DALLAS - The ideal runner's body is lean and lithe.
But 47-year-old Luis Serna is a marathoner who knows he defies that description.
"I see all my friend runners and they are very skinny like this," said Serna, holding up his pinky finger. "And then when I see myself, I see someone like this [holding up a thumb]. And it is interesting to see a big guy running alongside my friends."
The Texas Health Dallas Institute for Exercise and Environmental Medicine is studying Serna and other healthy, but medically obese, athletes to determine how they do it.
According to some estimates, one-third of the U.S. population is clinically obese.

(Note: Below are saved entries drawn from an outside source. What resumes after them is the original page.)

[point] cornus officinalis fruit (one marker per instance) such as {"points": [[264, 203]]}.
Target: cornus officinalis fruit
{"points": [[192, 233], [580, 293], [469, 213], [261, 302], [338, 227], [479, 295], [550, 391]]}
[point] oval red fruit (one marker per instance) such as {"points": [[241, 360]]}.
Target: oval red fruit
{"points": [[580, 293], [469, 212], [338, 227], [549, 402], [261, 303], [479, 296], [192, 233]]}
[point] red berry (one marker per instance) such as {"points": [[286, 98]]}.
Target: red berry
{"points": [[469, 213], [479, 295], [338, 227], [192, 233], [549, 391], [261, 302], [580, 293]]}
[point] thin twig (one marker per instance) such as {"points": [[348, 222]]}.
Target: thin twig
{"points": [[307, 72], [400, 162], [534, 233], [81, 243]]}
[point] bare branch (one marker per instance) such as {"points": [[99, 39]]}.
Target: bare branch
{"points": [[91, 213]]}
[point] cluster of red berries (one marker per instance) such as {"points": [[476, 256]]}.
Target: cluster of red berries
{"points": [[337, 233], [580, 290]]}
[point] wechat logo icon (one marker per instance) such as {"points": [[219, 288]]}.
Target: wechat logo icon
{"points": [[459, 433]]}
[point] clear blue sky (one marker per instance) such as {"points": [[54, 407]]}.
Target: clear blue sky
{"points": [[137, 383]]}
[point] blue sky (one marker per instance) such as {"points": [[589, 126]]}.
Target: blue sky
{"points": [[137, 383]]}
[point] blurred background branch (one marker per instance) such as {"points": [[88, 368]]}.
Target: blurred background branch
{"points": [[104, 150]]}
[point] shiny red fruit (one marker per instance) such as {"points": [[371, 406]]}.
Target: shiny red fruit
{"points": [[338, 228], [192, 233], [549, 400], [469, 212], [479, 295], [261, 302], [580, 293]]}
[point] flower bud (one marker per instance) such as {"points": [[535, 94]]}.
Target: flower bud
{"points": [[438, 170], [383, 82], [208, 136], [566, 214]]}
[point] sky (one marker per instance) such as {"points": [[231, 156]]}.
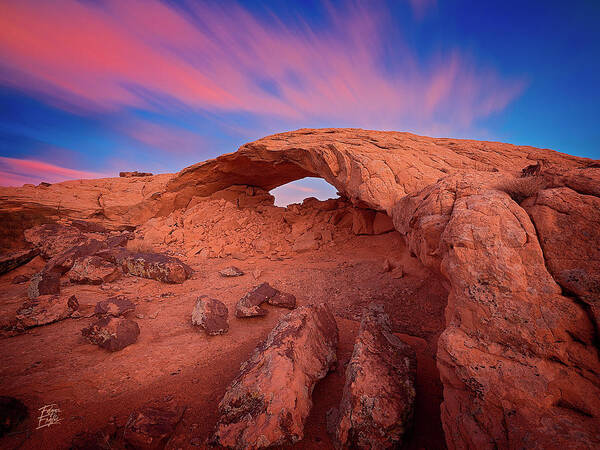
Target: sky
{"points": [[89, 88]]}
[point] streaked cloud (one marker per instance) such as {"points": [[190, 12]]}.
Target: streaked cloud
{"points": [[16, 172], [117, 54]]}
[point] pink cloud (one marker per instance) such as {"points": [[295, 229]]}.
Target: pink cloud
{"points": [[219, 58], [16, 172]]}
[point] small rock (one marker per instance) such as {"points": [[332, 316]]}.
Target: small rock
{"points": [[112, 333], [387, 265], [283, 300], [382, 223], [398, 272], [46, 309], [211, 315], [12, 413], [151, 427], [19, 279], [44, 283], [16, 259], [249, 304], [231, 271], [93, 270], [115, 306]]}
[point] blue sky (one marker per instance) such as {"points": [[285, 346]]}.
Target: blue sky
{"points": [[89, 88]]}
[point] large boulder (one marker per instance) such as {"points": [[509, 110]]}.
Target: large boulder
{"points": [[112, 333], [211, 315], [268, 402], [46, 309], [377, 404], [44, 283], [155, 266], [93, 270], [249, 304]]}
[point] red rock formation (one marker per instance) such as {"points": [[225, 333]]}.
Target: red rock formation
{"points": [[46, 309], [112, 333], [518, 358], [269, 401], [211, 315], [377, 406]]}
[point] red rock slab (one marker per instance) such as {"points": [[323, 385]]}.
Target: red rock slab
{"points": [[249, 304], [268, 402], [211, 315], [46, 309], [93, 270], [377, 405], [112, 333]]}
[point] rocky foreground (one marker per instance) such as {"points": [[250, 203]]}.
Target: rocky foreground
{"points": [[132, 302]]}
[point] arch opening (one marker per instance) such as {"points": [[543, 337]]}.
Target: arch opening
{"points": [[298, 190]]}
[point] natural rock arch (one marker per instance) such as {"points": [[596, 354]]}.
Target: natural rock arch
{"points": [[518, 360]]}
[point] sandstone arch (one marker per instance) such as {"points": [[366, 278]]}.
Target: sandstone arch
{"points": [[518, 359]]}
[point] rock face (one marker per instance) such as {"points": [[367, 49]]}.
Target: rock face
{"points": [[112, 333], [378, 400], [249, 304], [268, 402], [515, 351], [211, 315], [568, 226], [151, 427], [46, 309], [93, 270], [44, 283], [13, 260]]}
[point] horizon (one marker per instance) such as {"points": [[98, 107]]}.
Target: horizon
{"points": [[160, 85]]}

And, at any given time, up to 35 percent are trying to lose weight.
No matter how hard many of them try, they just can seem to exercise the weight off. Why not?
"We're using this small group of obese and fit individuals," explains exercise physiologist Santiago Lorenzo, "To try and understand how are they able to do it, so that we can help the regular obese people and fight this epidemic of obesity."
Santiago Lorenzo knows a thing or two about fitness. He was an Olympic decathlete for Argentina in the 2004 Olympics.
Since becoming an exercise physiologist, he's been fascinated with finding a reason why obese people often can't work off the weight.
"One is, they're out of shape," Lorenzo said. "And the other is because they have some sort of respiratory limitation, because of the extra weight they are carrying. So we're trying to figure out what's really the cause."
He believes the key is in the respiratory system -- which seems to work differently, more efficiently, in the fit-but-fat population.
Luis Serna hopes his part in the research makes a difference for others who are overweight, including himself.
"I want to be faster," he said. "I wish the people doing the study will give me like a pill that I will slim down and be much faster."